Running Applications on Oracle Cloud Using Cluster Networking

August 24, 2021 | 4 minute read
Arnaud Froidmont
HPC Solution Architect
Text Size 100%:

Running performance-intensive workloads, such as simulations, was once possible only on supercomputers. Simulations are now more common, either replacing physical testing, as with computational fluid dynamics (CFD), or creating new opportunities.

To speed up simulations, engineers are running their workloads across multiple machines. If the parallel processes need information from each other, the simulation time is greatly affected by network performance. Such workloads are called “tightly coupled.” To improve the run time, Oracle Cloud Infrastructure introduced cluster networking in 2018. A cluster network is a pool of high-performance computing (HPC) instances that are connected with a high-bandwidth, ultra-low-latency network. In 2021, a new shape was made available with Intel Ice Lake processor. 

With cluster networking, you can deploy a cluster in a few clicks and use our RDMA over Converged Ethernet (RoCE) v2 network with latency down to 1.7 µs (for 64-byte packets). This latency is lower than any other cloud vendor, but don't take our word for it. In an analysis by Exabyte.io, Oracle Cloud was able to maintain the lowest latency over all (as shown in the following chart from Exabytie.io).

Chart that shows the latency results from the Exabyte.io analysis.

Figure 1: Results of Exabytie.io Analysis for Latency (https://docs.exabyte.io/images/benchmarks/ol-benchmarks-latency.png)

Network-bound workloads have nodes waiting on information from other nodes before they can continue with their individual tasks. A lower network latency reduces the idle time of the nodes, hence speeding up the workload.
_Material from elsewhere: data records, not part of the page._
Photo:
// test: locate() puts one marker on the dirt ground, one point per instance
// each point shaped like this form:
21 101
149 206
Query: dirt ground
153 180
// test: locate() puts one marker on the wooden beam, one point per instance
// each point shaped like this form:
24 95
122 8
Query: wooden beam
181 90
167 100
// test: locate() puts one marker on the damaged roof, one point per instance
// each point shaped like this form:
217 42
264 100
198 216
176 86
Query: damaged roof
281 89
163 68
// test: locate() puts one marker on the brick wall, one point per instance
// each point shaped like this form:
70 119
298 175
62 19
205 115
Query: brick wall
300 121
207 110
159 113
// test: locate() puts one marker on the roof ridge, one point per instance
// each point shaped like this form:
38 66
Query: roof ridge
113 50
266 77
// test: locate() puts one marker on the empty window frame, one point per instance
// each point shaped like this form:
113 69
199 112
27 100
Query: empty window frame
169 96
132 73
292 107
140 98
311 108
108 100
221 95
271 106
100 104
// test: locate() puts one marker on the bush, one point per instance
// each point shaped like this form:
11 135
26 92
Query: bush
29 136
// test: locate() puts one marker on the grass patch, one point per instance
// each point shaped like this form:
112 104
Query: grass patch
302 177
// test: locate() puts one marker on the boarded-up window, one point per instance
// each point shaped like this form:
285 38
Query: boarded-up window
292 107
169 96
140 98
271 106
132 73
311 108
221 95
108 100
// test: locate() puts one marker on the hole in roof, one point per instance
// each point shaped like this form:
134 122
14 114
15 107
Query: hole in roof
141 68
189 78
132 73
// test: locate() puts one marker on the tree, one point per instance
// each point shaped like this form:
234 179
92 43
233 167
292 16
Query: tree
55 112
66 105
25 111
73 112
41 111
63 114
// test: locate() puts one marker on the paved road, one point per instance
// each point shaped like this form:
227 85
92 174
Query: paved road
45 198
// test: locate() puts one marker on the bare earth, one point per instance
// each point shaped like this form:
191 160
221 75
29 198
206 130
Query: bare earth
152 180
Looking at real world applications, you can also use more cores for faster results without a job price increase.

Enable Cluster Networking

Switching from InfiniBand to RoCE v2 might seem a bit daunting, but it’s as easy as modifying a few flags in your Message Passing Interface (MPI) command. This post describes what to do for the three most common MPIs: Open MPI, Intel MPI, and Platform MPI.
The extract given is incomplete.